January-Febuary 2007


Mayan prophecies explored in '2012 The Odyssey'
Quang Do
Issue date: 2/6/07 Section: Entertainment
*
The new documentary, "2012 The Odyssey," is a film that takes the audience on a well-researched journey across the United States in exploring the Maya Calendar, a sophisticated calculation of the stars by the ancient natives of Southern Mexico.

The film said the calendar proposes a prophecy that surrounds the date Dec. 12, 2012.

It quickly caught my attention when the film switched subjects from Armageddon to Judgment Day to end-of-time.

Then it became interesting when the film revived the Apocalypse in my mind, but these terms were merely intelligent observations of several speakers for what is to come by 2012.

The independent film from Sacred Mysteries Productions, written and directed by author Sharron Rose, has multiple interviews with experts on the subjects of spirituality, humanity, theory and history.

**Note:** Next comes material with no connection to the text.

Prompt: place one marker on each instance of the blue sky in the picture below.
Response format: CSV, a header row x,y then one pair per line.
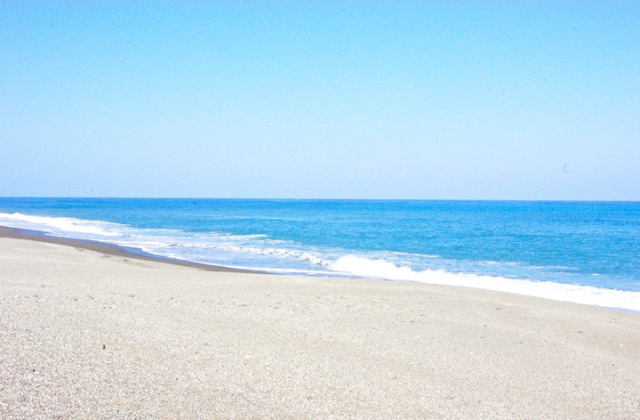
x,y
405,99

The film goes into explaining the currency value of earth's four natural elements: land, fire, air, and water.

The narrator in the film questioned whether the Mayans and other Indians of the Yucatan Peninsula were "noble savages," or they were seriously advanced with their creation of the ancient calendar.

Theories in the film suggested that the Mayans were magnificent mathematicians who based their calendar on astronomical interpretations that aligned the earth with stars and the sun for a universal connotation that could affect the cycle of generations by 2012.

The film noted that the United States' founding fathers, who were supposedly apart of the free masons, supported the calendar's end-of-time prophecy.

The film oversees that the Maya Calendar has been precisely calculated to a time when the earth completes the cycle in which North Stars, Vega or Polaris, it would point to, in the time coming.

The process is called precession and the film noted that happens every 26,000 years but according to SJSU Meteorology Professor, Thomas Rickenbach, earth changes its alignment with the north stars every 23,000 years.

The film mentioned earth's solstice system, the planet's orbital pathway around the sun that would reach a milestone in distance by the year 2012.

One of the film's interviewees said, the human perception of Armageddon has evolved into something more psychological and astronomical, replacing what people used to believe as biblical.

There were direct contrasts between symbols of the ancient past and the more recent prophecies that demonstrated the film's message, "(We're) not sure if it's an illusion or real, but something is happening."

The film had a speaker who said Jesus would return by the year 2012. There was even a reference from a holy priest that said human beings would become telepathic in the future, when the world is finally at peace once everyone's mind is networked together, like the Internet.

" The Odyssey" had an introduction where the narrator said humans today, in the United States, live in a "media-ocracy" society as opposed to a democracy where their lives are controlled by technology and driven by the economy.

" Leave room for nature," the film stated in the end, but nonetheless, it was a very captivating documentary for the soul and spirit with nature and science as the evidence.

Prior to prophecies for the year 2012, predictions in the recent past have been made about "Doomsday" at the pinnacle of fear during Y2K but to most people, nothing significant happened once the world entered the new millennium.